O Tribunal Superior do Trabalho (TST) rejeitou o recurso de uma sócia minoritária do grupo econômico Chibatão, que buscava o reconhecimento de vínculo de emprego com as empresas da família. Se isso ocorresse, ela deveria receber todas as verbas trabalhistas que são direito de um empregado. A decisão da 2ª Turma foi por maioria.
A ação foi ajuizada contra a Chibatão Navegação e Comércio e a JF de Oliveira Navegação. A sócia alegou que, embora fosse diretora administrativa, não tinha poder decisório ou de gestão. Além disso, havia ficha de empregada, avisos e recebimento de férias, recolhimento do FGTS e subordinação de suas decisões ao presidente do grupo e aos demais sócios.
As empresas argumentaram que a autora da ação era filha do sócio majoritário e presidente do grupo e que, apesar de sócia minoritária, ela tinha todas as prerrogativas dos demais, inclusive poder de voto em assembleias e reuniões. Sua remuneração era composta de pró-labore e de participação nos lucros e resultados (PLR).

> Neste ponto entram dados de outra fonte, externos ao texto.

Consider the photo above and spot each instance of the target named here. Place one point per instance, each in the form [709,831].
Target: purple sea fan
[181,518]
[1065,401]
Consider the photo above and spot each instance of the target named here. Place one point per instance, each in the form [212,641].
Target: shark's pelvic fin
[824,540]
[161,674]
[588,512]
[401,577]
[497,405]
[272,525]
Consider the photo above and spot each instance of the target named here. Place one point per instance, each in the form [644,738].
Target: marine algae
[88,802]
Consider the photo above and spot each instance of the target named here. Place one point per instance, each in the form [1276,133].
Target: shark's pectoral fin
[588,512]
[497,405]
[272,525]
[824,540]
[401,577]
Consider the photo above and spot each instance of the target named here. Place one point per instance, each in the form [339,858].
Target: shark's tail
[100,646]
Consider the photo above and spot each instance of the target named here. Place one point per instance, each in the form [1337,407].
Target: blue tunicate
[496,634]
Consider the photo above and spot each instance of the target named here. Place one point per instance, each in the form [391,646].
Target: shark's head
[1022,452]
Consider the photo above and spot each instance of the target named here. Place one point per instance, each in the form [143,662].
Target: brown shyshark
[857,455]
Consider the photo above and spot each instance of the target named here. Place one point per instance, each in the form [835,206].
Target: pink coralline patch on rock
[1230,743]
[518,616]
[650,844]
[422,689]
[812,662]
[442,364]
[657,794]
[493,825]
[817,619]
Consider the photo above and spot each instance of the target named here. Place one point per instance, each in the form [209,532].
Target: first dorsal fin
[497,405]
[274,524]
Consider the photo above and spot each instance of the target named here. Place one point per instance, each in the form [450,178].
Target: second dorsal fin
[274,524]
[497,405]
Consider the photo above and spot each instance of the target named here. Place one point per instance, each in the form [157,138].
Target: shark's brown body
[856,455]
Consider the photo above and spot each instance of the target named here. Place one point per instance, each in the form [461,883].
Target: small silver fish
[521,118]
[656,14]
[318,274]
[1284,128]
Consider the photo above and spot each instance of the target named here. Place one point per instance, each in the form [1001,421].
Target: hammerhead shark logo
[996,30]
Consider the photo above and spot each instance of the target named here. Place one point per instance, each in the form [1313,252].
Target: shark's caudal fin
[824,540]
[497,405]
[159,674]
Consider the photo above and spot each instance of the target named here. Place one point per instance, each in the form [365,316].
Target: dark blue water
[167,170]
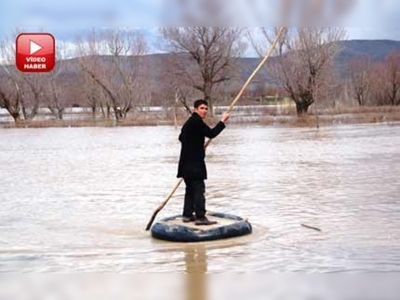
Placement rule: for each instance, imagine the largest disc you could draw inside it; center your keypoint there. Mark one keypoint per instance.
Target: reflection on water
(196, 268)
(78, 199)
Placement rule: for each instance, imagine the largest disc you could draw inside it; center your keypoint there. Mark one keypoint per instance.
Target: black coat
(193, 133)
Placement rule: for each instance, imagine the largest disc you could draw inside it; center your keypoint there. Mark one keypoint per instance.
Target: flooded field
(78, 200)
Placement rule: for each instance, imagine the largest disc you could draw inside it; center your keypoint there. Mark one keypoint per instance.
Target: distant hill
(377, 49)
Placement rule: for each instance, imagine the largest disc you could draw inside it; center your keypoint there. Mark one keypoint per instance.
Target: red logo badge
(35, 52)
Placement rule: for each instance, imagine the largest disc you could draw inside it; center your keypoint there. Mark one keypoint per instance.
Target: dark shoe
(204, 222)
(188, 219)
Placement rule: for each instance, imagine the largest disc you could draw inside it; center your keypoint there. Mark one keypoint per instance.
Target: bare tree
(360, 70)
(214, 51)
(303, 64)
(26, 89)
(118, 74)
(392, 78)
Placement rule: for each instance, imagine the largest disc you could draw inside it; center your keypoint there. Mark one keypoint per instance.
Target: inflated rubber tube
(168, 231)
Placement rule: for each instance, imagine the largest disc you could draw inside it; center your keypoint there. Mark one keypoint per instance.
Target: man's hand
(225, 117)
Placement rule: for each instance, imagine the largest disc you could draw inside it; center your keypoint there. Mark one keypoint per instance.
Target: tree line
(115, 77)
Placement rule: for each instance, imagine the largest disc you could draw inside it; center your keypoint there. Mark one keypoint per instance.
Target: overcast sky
(364, 19)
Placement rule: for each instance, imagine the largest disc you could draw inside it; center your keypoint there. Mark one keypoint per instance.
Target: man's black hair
(199, 102)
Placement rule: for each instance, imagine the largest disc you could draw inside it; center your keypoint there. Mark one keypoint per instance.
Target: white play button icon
(34, 47)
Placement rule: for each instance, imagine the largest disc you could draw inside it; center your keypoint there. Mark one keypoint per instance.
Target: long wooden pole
(281, 30)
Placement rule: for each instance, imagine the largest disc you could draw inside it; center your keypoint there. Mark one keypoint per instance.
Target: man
(192, 167)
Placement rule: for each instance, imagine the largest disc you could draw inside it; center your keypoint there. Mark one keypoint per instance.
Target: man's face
(201, 110)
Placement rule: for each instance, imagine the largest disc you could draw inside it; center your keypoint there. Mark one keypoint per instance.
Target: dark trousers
(195, 202)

A primeira instância verificou que, a partir de maio de 1996, ela detinha 20% das cotas do capital social da empresa e, posteriormente, com a inclusão de seus irmãos na sociedade, 2%. Com base em documentos e depoimentos, a conclusão foi a de que ela atuava de fato como sócia, e não como empregada, pois não havia subordinação. Ao contrário, seria a diretora administrativa.
A sentença foi mantida pelo Tribunal Regional do Trabalho da 11ª Região (AM/RR) e ela recorreu ao TST. Segundo a 2ª Turma, para concluir que ela era empregada, seria imprescindível reexaminar provas, procedimento vedado no TST.
No julgamento do recurso de revista da sócia, prevaleceu o voto da ministra Maria Helena Mallmann, que observou que, conforme registrado pelo TRT, a diretora tinha suas despesas pagas pelo grupo econômico e acesso livre à aeronave da empresa e podia se ausentar sem necessidade de autorização. Entre os diversos fundamentos do TRT destacados pela ministra estão os extratos do FGTS, que mostravam que o recolhimento, quase em sua totalidade, era na categoria Contribuinte Individual – Diretor Não Empregado, permitido por lei (RR-0000118-70.2022.5.11.0002).
Segundo a ministra, para concluir de forma diferente e deferir o vínculo empregatício, seria imprescindível o reexame das provas, procedimento vedado na fase de recurso de revista pela Súmula 126 do TST. Ficou vencida a ministra Liana Chaib, relatora (com informações do TST).